Now, in an ideal world, or a sensible one for that matter, one would be able to output a .csv file from Blogger which would contain a wealth of data on the number of blog posts, the hits these posts have attracted (per week and per month), number of comments, the identity of referring sites, etc, etc.  Alas, most of this data is unavailable, and any data that is available has to be generated manually making any serious analysis difficult.  Despite these obstacles I displayed sufficient stamina to manually generate some basic blog data and to describe it using the Dataset Publishing Language (DSLP) for running through the Google Public Data Explorer.  (There still remains some XML pain but I did it anyway...).  Data available pertains to the number of blog postings, their total hits (2007-2011), number of comments per blog post and the length of postings.  Data Explorer provides a good overview of the data but doesn't perform any statistics or analysis. I have therefore included some further data analysis below. Anyway, some of the headline figures are as follows:
  • 85 blog postings have been published since October 2007.
  • George Macgregor (i.e. me) was the most prolific blogger, accounting for 87% of all posts.  Johnny Read was next in line, producing 9.41% of all posts; Francis Muir, Jack OFarrell and Keith Trickey each contributed 1.18% of the total posts.
  • 2009 was the most productive year for the blog, with 33 posts being published, accounting for 38.82% of the blog's total posts.
  • The mean number of page views was 29 per blog post (M = 29; SD = 90; IQR = 18).
  • On average, 0.8 reader comments were made in response to the blog postings (M = 0.8; SD = 1.23; IQR = 1).
  • The most read post was this one from October 2009, attracting 751 page views.
Let's look at the last headline figure first.
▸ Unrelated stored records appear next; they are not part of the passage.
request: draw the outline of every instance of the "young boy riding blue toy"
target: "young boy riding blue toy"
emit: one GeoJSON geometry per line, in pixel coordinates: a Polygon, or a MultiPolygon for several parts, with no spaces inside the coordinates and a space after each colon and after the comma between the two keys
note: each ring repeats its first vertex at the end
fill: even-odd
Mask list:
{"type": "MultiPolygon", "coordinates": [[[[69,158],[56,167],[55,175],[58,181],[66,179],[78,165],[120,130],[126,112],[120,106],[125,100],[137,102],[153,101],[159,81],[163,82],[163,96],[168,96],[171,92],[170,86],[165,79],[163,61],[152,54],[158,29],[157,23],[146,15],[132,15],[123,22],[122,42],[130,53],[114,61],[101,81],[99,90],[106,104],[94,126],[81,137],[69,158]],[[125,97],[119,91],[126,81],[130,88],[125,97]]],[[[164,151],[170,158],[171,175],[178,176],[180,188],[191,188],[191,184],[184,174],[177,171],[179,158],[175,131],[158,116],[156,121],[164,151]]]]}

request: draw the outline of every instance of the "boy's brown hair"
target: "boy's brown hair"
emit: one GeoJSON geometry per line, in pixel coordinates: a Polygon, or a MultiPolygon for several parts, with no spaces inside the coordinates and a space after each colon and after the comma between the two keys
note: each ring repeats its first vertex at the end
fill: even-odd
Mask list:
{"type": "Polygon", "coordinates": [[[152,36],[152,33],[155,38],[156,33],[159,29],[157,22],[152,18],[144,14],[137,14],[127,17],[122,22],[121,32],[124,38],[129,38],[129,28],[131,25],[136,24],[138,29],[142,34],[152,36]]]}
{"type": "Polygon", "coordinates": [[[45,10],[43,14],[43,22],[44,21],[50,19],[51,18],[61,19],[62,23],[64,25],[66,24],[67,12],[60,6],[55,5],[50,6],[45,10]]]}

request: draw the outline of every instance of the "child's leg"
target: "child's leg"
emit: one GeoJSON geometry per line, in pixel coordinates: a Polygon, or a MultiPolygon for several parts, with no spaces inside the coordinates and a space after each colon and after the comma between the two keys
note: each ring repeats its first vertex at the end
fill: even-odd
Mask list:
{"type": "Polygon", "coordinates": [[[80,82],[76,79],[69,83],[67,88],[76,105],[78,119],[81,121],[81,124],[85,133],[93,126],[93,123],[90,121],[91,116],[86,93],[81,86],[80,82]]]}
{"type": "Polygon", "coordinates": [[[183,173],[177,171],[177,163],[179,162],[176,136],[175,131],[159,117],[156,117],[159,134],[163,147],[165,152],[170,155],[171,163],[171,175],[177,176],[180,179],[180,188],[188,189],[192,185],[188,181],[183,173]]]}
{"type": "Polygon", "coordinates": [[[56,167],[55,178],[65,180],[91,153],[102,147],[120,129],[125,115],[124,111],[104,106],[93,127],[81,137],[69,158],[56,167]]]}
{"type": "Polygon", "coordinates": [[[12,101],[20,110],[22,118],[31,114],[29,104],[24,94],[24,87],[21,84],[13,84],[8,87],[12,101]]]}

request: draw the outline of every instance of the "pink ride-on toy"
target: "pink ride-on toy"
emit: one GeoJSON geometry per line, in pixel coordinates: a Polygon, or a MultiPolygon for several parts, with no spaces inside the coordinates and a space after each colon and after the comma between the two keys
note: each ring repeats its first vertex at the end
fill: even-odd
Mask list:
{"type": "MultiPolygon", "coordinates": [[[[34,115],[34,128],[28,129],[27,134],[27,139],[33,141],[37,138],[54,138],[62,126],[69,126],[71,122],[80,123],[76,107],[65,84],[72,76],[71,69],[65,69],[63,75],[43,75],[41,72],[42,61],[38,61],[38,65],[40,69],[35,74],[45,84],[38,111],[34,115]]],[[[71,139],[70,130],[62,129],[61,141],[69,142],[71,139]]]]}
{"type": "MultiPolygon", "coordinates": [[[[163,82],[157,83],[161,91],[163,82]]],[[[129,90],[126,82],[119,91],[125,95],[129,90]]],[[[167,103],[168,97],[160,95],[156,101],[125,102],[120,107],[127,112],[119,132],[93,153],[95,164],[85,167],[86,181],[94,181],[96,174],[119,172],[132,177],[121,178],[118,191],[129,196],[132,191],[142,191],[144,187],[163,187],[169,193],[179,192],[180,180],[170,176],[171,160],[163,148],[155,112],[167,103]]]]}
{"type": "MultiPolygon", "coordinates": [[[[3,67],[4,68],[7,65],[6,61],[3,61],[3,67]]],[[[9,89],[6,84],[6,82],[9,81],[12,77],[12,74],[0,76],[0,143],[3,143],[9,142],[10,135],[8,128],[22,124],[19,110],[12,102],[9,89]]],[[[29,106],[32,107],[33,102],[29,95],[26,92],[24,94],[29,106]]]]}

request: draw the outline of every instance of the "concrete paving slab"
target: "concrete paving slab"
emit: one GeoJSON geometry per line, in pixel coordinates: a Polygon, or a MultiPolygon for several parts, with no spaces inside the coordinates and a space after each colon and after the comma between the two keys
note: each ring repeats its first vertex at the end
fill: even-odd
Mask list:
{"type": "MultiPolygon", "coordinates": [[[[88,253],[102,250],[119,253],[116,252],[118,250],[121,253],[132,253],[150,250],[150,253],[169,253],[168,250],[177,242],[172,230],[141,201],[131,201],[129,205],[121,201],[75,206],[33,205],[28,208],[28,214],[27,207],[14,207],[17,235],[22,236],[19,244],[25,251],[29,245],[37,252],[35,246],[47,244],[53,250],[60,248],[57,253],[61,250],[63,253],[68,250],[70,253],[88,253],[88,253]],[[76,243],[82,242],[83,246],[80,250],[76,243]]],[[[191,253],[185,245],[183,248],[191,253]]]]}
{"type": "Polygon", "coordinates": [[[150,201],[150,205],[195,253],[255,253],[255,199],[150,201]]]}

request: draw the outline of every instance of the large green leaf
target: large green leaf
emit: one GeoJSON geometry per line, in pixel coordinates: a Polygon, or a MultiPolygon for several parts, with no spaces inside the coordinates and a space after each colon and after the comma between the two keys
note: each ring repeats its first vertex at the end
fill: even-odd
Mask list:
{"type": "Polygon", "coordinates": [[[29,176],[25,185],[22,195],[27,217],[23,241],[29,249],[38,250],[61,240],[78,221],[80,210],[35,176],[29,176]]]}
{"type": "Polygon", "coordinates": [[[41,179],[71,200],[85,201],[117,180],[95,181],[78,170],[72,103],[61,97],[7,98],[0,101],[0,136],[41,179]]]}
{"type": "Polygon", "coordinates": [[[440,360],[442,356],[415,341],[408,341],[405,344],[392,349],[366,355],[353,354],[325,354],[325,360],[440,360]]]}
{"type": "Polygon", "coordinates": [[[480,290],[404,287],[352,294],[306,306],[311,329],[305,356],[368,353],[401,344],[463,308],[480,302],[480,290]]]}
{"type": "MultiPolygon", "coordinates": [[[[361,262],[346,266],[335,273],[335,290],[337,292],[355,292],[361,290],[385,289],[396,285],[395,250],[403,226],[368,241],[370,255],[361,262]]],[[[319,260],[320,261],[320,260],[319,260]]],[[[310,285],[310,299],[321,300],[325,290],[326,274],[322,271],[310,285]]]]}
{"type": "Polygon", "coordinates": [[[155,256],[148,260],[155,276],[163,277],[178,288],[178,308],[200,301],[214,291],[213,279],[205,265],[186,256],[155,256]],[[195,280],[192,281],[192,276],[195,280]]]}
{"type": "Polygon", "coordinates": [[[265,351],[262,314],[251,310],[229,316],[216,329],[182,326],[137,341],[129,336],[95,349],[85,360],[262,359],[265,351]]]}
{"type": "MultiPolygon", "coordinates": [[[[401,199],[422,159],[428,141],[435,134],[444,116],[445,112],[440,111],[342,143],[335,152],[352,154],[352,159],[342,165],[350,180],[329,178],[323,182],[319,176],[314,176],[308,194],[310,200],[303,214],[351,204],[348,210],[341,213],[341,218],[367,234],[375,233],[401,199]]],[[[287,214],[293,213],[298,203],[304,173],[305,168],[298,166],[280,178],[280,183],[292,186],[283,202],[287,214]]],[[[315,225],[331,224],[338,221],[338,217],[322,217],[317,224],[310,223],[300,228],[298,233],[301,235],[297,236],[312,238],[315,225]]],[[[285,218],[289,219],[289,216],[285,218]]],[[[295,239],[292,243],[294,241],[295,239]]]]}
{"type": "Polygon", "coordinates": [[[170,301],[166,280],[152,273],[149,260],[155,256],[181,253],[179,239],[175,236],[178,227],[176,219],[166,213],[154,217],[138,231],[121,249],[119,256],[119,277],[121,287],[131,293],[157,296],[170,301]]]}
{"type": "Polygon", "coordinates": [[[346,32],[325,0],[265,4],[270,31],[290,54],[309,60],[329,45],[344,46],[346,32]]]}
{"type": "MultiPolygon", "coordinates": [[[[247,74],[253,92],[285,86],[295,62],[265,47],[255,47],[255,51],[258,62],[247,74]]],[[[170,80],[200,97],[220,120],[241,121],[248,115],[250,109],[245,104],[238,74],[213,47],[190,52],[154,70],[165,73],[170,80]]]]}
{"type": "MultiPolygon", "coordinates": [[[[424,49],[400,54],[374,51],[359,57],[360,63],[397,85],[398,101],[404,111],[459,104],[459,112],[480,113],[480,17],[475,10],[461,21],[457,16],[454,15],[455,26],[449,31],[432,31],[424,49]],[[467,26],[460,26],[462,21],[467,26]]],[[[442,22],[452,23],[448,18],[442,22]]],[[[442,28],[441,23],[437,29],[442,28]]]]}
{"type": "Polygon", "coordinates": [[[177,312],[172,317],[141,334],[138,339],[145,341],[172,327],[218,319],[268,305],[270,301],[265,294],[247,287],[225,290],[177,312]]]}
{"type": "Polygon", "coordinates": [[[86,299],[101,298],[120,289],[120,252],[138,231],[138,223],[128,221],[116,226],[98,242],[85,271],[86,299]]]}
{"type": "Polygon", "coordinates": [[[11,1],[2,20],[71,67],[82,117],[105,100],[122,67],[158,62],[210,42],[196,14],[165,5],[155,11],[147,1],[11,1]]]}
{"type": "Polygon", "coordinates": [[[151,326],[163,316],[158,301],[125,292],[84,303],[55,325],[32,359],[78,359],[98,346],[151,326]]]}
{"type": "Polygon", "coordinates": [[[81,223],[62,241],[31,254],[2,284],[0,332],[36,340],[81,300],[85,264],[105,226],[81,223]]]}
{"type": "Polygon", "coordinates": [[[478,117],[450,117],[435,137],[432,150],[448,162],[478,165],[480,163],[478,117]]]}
Figure 1: ISG Blog hits (2007-2011) by author, as viewed in Google Public Data Explorer. 
Blogger provides summary data on blog posting page views, or "hits" if you prefer.  I extracted these manually to get a measure of post impact.  An average of 29 page views is disappointing and – as you can see from the Data Explorer – although there are some traffic spikes which account for the high data dispersion (i.e. SD = 90; IQR = 18), some of the individual page view figures are very low.  However, we must remember two important caveats:  Google Analytics (used to compile the Blogger data) uses a rigid definition of page views in order to flush out transient visitors.  Secondly, many – and perhaps the majority of those dedicated to reading the ISG Blog – will read postings using an RSS reader.  Unfortunately, even Google Analytics can't capture data on consumption made via RSS.  It is therefore safe to assume that these figures grossly underestimate the number of ISG Blog readers.  With this in mind, the top ten most read postings were as follows:
  1. Blackboard on the shopping list (751 page views)
  2. The Kindle according to Cellan-Jones (301 page views)
  3. Some general musing on tag clouds, resource discovery and pointless widgets (235 page views)
  4. Crowd-sourcing facetted information retrieval (103 page views)
  5. Web Teaching Day – 6 Sep 2010 (74 page views)
  6. How much software is there in Liverpool and is it enough to keep me interested? (67 page views)
  7. Trough of disillusionment for microblogging and social software (56 page views)
  8. Jimmy Reid and the public library: an education like no other (52 page views)
  9. Goulash all round: Linked Data at the NSZL (50 page views)
  10. Shout "Yahoo!": more use of metadata and the Semantic Web (46 page views)
Rather surprisingly – but disappointingly given the extra time they take to compose - the top ten most read blog postings tend not to be the longer, more intellectually considered contributions; but the more ephemeral ones.  This is clear from the #1 most read posting, which was merely a brief comment on a blogosphere rumour that Google might acquire Blackboard.  This post evidently fed into the social and temporal characteristics that can typify blogs and must be considered – using the more up-to-date jargon of the Twitterati – a "trending" topic.  It attracted the highest number of page views (751) and comments (9), and to date remains popular (according to some extra data that I have...).  In fact, using Gruhl et al.'s macroscopic blog characteristics typology, this posting could be considered "Mostly Chatter".  "Mostly Chatter" postings are those that attract attention or discussion at moderate levels throughout the entire period of analysis.  The majority of other postings fall within Gruhl et al.'s "Just Spike" category, i.e. they are postings that become active but then suddenly become inactive and demonstrate a very low level of chatter.  This appears to be corroborated by the generally low page view figures for most posts and the average comment figures (M = 0.8; SD = 1.23; IQR = 1).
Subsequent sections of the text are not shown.